"A Room of One's Own"

   I love these words. I have loved them since I first heard them. It is the title of a series of lectures given by Virginia Woolf in 1928 on women and fiction and later published as a book under the same title. In the opening lines Virginia Woolf states, "A woman must have money and a room of her own if she is to write fiction." As a painter I have had many "rooms/studios" of my own both large and small.
  When I began to paint it was my bedroom in my parents home. When I was first married it was a little building off the back of the tiny one bedroom house we rented. One end of the interior of the little building was just wide enough for a work sink and a washing machine and at the other end of the room my oversized wooden drafting table filled the space from wall to wall. In the few feet of space left in the middle stood my easel along with 2 bikes and some storage boxes.
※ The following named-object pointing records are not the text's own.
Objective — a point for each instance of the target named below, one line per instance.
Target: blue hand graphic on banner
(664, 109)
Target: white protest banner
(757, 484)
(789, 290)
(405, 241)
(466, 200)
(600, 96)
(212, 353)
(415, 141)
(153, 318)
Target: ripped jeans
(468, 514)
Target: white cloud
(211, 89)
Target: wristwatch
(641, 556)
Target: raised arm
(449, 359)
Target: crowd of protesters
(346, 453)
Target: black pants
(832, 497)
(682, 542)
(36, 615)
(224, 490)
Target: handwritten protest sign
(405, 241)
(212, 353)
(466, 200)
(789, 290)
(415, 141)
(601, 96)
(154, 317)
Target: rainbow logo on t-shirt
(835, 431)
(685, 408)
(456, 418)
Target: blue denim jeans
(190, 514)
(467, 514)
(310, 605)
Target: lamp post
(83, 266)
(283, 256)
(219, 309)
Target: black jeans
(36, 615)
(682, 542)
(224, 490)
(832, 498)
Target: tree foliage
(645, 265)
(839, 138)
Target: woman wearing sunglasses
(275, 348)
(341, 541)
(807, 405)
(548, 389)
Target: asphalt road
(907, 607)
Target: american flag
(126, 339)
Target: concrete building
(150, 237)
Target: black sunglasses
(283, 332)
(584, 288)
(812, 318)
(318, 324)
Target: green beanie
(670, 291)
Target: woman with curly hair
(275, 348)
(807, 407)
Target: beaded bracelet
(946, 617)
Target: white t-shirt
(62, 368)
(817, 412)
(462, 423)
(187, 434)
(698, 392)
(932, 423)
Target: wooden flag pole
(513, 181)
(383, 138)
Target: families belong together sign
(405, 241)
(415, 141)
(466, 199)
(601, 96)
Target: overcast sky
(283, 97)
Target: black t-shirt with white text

  The little building set the standard and with each successive move my first thought when looking at a living space has been, "Is there space here for my studio?" Now this seems a simple question and as the years have progressed I have found many "rooms of my own", sometimes creative thinking was employed...a bedroom becomes a studio/a living room becomes a bedroom. Garages were an easy solution and many a year was spent and art created in garage studios and several times I have rented studios away from my home.
  My current studio is my fourth rented studio and is on the fifth floor of an old storage building built in the 1920's/30's. I am surrounded by wood workers with buzzing saws...furniture refinishers with sanders whining... a bicycle repair shop with an air compressor that fills itself hourly...a huge freight elevator across from my space that rumbles and squawks every time someone uses it... and yet, amidst all this chaotic noise, I have a space of my own, to paint in...dream in...write in...and be me in.